Book of the Week: Brooklyn Conchological Club One Hit Wonder
Bulletin of the Brooklyn Conchological Club. v. 1, no. 1 (1907). Digitized by the MBLWHOI Library. http://biodiversitylibrary.org/page/1580643. |
In the history of scientific serials, every now and then out of the great list of titles emerges a singular work from an organization of scientists or a society. Records show that the Brooklyn Conchological Club published only a single volume – Volume 1, Number 1 (1907) – of the Bulletin of the Brooklyn Conchological Club.
The volume is 14 pages in length, has seven pen and ink figures and seven short articles, which are: “Abnormal Shells,” by S.C. Wheat; “A New Varietal Form of Turbo Petholatus,” by Maxwell Smith; “Shells in City Gardens and Ponds,” by S.C. Wheat; “Phorus Conchyliophora,” by F.W. Weaver; “List of Long Island Shell,” by S.C. Wheat; “Shall we have an American Conchological Society” and “Memorandum of Suggestions for the Organization of a National Conchological Society,” by Wm. H. Dall.
Bulletin of the Brooklyn Conchological Club. v. 1, no. 1 (1907). Digitized by the MBLWHOI Library. http://biodiversitylibrary.org/page/1580647. |
One order of business which was presented on page seven of this issue was reporting on the decision to change from the Brooklyn Conchological Club to the American Conchological Society, thereby taking a one time “section” of the Department of Natural History of the Brooklyn Institute of Arts and Sciences and looking towards creating a national society.
In the article entitled “Shells in the City Gardens and Ponds,” Silas C. Wheat writes, “In my garden in the heart of Brooklyn are innumerable Vallonia pulchella Müller. I have taken 50 good specimens from a space four inches square. In midwinter 16 were found packed in a bit of hollow stem of a plant, the shells fitting snugly in the orifice, and all occupying a little more than an inch in length. In November I have found them active under a half inch of earth and snow. One of these beautiful creatures took its winter nap on the stem of a tropical tree in my window, where the sun blazed upon it for three hours every bright morning without once moving.”

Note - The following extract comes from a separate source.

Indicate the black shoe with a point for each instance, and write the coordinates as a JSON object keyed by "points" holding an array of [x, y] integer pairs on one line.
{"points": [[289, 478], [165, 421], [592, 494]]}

Records show that after this volume nothing else was published by the Club. As we study the history of scientific literature, we might remark that the above observational description would today sit very comfortably as a blog post, yet early scientific literature is often defined by simple, careful, and studious observations of organisms.
This Week’s Book of the Week, Bulletin of the Brooklyn Conchological Club, Volume 1, Number 1 (1907), was contributed by the Marine Biological Laboratory, Woods Hole Oceanographic Institute.